• Dogs 
    Generally, don’t bring dogs around horses. If you must, keep them on a leash to avoid spooking horses and injuring themselves.
    Note: Some dogs are very good and even helpful around the barn, but if you are working in an area where there are horses other than your own (boarding situations, horse shows, etc.) be respectful to others and leave your dogs at home. It only takes one bark to set some horses off.  
  • Motorcycles
    I had a horse rear up on a street as a motorcycle roared past. I hit my head on the road and bruised my tailbone. Be alert to your surroundings in around the area you are riding. 
    Note: Reality is that not everyone is horse savvy. Make sure your horse is able to handle situations like road riding.  
  • Hunting season
    Do not ride in woods during deer season no matter what color clothing you wear.
    Note: If you usually ride in an area with known hunters it is a good practice to cease your rides during the height of hunting season. If that’s not possible, wear extremely bright clothing and make LOTS of noise. Putting bells, etc. on your horse can also help. 
  • Electric fences
    Keep your horse away from electric fences.
    Note: If not properly installed, electric fences can be dangerous just like any type of fencing. Yet, if a professional (especially with horse knowledge) is involved in its setup, electric fences can be an asset to a farm.  
  • Bees in hair
    I wear my hair in a ponytail. If I encounter bees, I get off and lead my horse away.

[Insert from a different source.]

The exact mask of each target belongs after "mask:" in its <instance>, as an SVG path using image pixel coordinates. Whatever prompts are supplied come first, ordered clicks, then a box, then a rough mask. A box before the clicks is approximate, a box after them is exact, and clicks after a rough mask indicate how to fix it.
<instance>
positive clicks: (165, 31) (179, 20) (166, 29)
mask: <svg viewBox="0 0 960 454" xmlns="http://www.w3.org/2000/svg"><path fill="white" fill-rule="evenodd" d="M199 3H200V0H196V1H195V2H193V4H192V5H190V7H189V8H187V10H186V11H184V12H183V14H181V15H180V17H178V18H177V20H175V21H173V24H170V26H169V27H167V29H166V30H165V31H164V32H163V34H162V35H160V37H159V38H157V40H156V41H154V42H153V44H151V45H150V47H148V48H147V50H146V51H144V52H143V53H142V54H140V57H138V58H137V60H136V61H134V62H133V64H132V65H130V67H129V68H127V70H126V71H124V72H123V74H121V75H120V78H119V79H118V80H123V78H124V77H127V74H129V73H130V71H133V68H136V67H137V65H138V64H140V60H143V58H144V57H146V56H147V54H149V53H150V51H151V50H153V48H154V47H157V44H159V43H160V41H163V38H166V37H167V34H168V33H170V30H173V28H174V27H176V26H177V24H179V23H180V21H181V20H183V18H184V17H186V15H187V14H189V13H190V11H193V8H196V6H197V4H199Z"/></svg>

    Note: You can also use your clothing to protect you and your horse from things like ants. If you ride through an ant bed immediately dismount, remove a piece of clothing and use it to brush the ants off your horse.  
  • Stay Away From Fences
    I saddled up a young horse and placed some logs in the ring. I had a placed some logs in the ring to start walking her as part of her training. One log was heavy so I left it close to the fence. I tried to get her to cross the big log but she wouldn’t. I rode around the ring again and tried to get her to cross again. She eventually put one foot across the log and then jumped almost into the fence and started bucking. I fell on my right shoulder and broke my collar bone. Don’t try to cross a log mounted until you can do it by leading the horse and don’t place a log close to a fence. 
    Note: Starting horses over obstacles like this should be done under the supervision of an instructor. This is the foundation for jumping, trail riding, etc. for both you and your horse and it should be a positive one. Be careful about leading horses on the ground over like this as the horse is likely to leap the first time and land on the handler.  
  • Wild Turkeys
    I was riding along the edge of a field next to the woods. A few wild turkeys were in the woods making a lot of noise, but couldn’t be seen. My horse stopped to listen nervously but I tried to push him forward. He spun and bolted and I fell off. 
    Desensitize! Expose your horse to everything possible in a safe, controlled setting.
    Note: Great advice! It’s also a good idea to have an experienced horse with you on outings like this to help a green/nervous horse feel more comfortable.  
  • Fireworks
    My horse was spooked by fireworks during late June. Two grammar school age boys had set off fireworks in an area where many riders used our local wooded trails. My horse reacted, lost his balance and fell over me. I suffered head injury and was in hospital 13 days. I was lucky some people found me unconscious right after it happened. 
    Note: You should always ride with a friend whether out and about or in an arena. If something were to happen the person can go for help. If possible, you should also notify authorities if people are not supposed to be shooting off fireworks in this area, as that could help prevent future accidents with other riders.